El trasfondo de esta iniciativa refleja una creciente frustración con los límites del multilateralismo climático. Para Vélez, si bien no se trata de abandonar estos espacios, sí es necesario transformarlos. La ministra señala que factores como el lobby de la industria petrolera y las restricciones metodológicas han limitado la ambición de las COP. En este sentido, aboga por un modelo más inclusivo, donde tengan mayor protagonismo actores como la sociedad civil, los sindicatos y las comunidades.

La cumbre en Santa Marta busca precisamente ampliar ese espectro de participación y generar propuestas que puedan alimentar futuras negociaciones, como la próxima COP30.
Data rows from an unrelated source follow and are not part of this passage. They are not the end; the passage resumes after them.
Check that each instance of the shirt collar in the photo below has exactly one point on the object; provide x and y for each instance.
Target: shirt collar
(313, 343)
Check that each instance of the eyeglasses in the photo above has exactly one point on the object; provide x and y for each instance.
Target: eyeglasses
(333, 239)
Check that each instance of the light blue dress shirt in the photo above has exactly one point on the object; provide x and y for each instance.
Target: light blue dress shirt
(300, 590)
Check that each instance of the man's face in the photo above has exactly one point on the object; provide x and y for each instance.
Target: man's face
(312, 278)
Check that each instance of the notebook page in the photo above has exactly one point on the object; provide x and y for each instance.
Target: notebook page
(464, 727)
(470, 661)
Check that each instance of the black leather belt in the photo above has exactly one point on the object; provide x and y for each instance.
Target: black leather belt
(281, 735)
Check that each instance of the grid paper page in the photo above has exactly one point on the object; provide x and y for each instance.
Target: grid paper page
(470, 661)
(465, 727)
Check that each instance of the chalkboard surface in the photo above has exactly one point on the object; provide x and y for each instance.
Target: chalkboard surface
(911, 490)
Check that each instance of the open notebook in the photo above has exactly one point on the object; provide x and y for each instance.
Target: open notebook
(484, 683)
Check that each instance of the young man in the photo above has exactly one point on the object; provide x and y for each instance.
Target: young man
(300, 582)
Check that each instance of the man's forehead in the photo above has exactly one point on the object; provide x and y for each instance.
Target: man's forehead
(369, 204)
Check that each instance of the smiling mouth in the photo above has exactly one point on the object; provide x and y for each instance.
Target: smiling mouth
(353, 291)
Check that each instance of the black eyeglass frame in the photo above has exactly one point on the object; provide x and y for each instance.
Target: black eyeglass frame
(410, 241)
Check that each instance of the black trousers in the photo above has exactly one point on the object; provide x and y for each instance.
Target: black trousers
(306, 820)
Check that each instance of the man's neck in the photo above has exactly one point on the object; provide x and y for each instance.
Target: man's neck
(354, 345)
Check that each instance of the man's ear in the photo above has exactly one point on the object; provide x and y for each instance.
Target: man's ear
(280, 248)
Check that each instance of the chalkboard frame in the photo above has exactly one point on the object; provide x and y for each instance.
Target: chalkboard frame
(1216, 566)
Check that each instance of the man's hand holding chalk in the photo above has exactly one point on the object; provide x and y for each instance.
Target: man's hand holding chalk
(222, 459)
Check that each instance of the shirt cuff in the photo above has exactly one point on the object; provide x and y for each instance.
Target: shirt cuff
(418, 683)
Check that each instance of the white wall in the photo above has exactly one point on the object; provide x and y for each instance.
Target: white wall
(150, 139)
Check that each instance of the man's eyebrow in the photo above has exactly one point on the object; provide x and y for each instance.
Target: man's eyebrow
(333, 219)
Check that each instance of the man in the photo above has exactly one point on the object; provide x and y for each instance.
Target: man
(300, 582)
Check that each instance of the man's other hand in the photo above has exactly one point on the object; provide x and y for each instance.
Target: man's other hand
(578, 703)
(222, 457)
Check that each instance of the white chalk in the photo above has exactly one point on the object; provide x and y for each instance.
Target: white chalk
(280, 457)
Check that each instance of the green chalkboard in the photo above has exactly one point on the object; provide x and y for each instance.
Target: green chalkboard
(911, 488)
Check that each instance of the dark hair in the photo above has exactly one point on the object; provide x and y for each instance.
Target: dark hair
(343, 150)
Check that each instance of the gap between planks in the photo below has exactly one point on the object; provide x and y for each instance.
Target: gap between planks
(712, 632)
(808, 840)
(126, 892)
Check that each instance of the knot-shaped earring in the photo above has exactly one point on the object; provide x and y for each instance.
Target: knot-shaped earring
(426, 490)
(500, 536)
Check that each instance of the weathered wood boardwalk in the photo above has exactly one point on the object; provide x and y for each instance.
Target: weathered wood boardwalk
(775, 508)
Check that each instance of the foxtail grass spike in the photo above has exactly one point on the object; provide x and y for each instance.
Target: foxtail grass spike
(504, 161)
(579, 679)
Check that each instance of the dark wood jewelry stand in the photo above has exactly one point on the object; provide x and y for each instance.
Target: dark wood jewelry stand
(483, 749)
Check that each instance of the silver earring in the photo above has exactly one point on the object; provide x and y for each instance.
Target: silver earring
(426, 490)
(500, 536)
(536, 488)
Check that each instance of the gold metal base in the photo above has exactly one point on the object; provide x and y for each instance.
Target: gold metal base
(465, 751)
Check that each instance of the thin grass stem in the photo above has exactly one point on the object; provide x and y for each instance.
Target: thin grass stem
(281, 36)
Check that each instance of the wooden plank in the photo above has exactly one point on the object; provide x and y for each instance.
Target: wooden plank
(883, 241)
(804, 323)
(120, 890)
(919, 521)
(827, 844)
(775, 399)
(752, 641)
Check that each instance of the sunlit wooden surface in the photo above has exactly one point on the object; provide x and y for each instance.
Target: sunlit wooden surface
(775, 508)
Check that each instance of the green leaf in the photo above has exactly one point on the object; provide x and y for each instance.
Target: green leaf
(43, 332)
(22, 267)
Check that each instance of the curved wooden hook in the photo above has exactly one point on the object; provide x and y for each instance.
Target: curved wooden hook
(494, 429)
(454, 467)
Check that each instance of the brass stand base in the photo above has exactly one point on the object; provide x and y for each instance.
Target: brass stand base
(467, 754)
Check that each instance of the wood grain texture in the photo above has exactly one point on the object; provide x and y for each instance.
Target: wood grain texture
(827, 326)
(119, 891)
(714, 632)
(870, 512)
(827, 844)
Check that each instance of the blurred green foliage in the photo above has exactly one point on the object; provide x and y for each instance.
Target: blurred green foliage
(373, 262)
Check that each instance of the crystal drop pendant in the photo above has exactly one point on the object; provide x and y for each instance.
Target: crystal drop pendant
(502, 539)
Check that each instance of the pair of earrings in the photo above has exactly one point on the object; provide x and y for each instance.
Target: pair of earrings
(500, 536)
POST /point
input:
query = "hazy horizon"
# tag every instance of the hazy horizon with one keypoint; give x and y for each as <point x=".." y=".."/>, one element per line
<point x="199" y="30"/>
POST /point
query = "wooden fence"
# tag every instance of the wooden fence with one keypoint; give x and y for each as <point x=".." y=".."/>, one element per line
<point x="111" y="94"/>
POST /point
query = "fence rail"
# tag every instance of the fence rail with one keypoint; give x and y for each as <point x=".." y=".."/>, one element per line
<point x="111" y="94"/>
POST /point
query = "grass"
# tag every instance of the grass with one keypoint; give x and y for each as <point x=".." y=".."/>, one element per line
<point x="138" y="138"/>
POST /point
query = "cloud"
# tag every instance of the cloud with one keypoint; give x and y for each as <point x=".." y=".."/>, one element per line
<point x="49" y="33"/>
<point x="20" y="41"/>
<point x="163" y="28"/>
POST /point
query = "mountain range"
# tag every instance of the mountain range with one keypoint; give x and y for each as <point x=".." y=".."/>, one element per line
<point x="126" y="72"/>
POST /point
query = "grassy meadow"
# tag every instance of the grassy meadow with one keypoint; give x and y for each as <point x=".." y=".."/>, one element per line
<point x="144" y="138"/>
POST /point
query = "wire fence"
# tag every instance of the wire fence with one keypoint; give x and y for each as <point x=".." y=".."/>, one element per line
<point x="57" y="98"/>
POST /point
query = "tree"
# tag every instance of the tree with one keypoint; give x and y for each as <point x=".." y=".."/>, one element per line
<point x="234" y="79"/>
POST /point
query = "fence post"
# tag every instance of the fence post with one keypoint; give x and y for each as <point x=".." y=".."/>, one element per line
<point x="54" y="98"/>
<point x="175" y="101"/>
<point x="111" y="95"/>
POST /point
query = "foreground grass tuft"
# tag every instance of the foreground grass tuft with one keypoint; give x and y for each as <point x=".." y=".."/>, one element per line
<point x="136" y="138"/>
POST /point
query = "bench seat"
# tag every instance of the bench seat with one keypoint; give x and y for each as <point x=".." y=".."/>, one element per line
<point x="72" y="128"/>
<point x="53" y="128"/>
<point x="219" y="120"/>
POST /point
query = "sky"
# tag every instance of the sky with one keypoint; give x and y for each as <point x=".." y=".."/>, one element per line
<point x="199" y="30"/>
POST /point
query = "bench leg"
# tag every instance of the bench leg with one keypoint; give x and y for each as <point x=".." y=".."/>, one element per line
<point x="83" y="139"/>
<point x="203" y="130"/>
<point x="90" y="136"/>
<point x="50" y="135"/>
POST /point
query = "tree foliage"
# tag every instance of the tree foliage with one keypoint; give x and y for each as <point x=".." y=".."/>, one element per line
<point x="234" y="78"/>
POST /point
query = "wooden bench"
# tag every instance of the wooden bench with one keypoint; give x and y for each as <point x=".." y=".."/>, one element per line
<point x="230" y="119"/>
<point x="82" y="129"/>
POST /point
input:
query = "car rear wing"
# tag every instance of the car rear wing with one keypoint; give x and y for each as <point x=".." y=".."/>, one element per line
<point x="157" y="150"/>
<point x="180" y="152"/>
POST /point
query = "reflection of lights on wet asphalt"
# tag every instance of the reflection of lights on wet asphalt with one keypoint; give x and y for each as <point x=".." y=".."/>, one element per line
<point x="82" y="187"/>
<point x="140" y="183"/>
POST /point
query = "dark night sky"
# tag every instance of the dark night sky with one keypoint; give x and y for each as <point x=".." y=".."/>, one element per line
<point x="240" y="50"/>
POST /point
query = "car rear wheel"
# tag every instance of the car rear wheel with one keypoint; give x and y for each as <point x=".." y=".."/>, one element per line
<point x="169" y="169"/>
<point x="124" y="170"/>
Resultados esperados: ciencia y hoja de ruta

Más que una declaración política vinculante, el encuentro apunta a resultados prácticos. Entre ellos destaca la creación de un panel científico internacional enfocado en la transición energética, que servirá como asesor técnico para gobiernos y territorios. Además, se consolidará un informe que recogerá propuestas de distintos sectores (público, privado y social) y que será entregado como insumo para la hoja de ruta climática global. Este documento, según AFP, busca incidir en la agenda de la presidencia brasileña de la COP30.

La paradoja colombiana: entre el petróleo y la transición

El papel de Colombia en este escenario no está exento de tensiones. Bajo el gobierno del presidente Gustavo Petro, el país ha adoptado una postura firme hacia la transición energética, pese a ser un exportador relevante de carbón y petróleo. De acuerdo con lo expresado por Vélez a AFP, la estrategia oficial ha sido frenar la firma de nuevos contratos de exploración de hidrocarburos y limitar la expansión de la minería de carbón, al tiempo que se promueven sectores alternativos como la agroindustria, el turismo y la industrialización.

Según la ministra, los primeros resultados empiezan a evidenciarse: en 2025, los ingresos por exportaciones de café y remesas superaron por primera vez a los del carbón, y la generación de energía a partir de fuentes renovables no convencionales, especialmente solar, superó a la basada en carbón.

La cumbre de Santa Marta se perfila así como un experimento geopolítico: una coalición de países que, sin el peso de las grandes potencias, busca acelerar la transición energética global desde los márgenes del sistema. El verdadero desafío será traducir esta voluntad política en impactos reales sobre el mercado energético y las emisiones globales. Pero, al menos por ahora, el mensaje es claro: ante la parálisis de los grandes emisores, un bloque diverso de países busca tomar la iniciativa.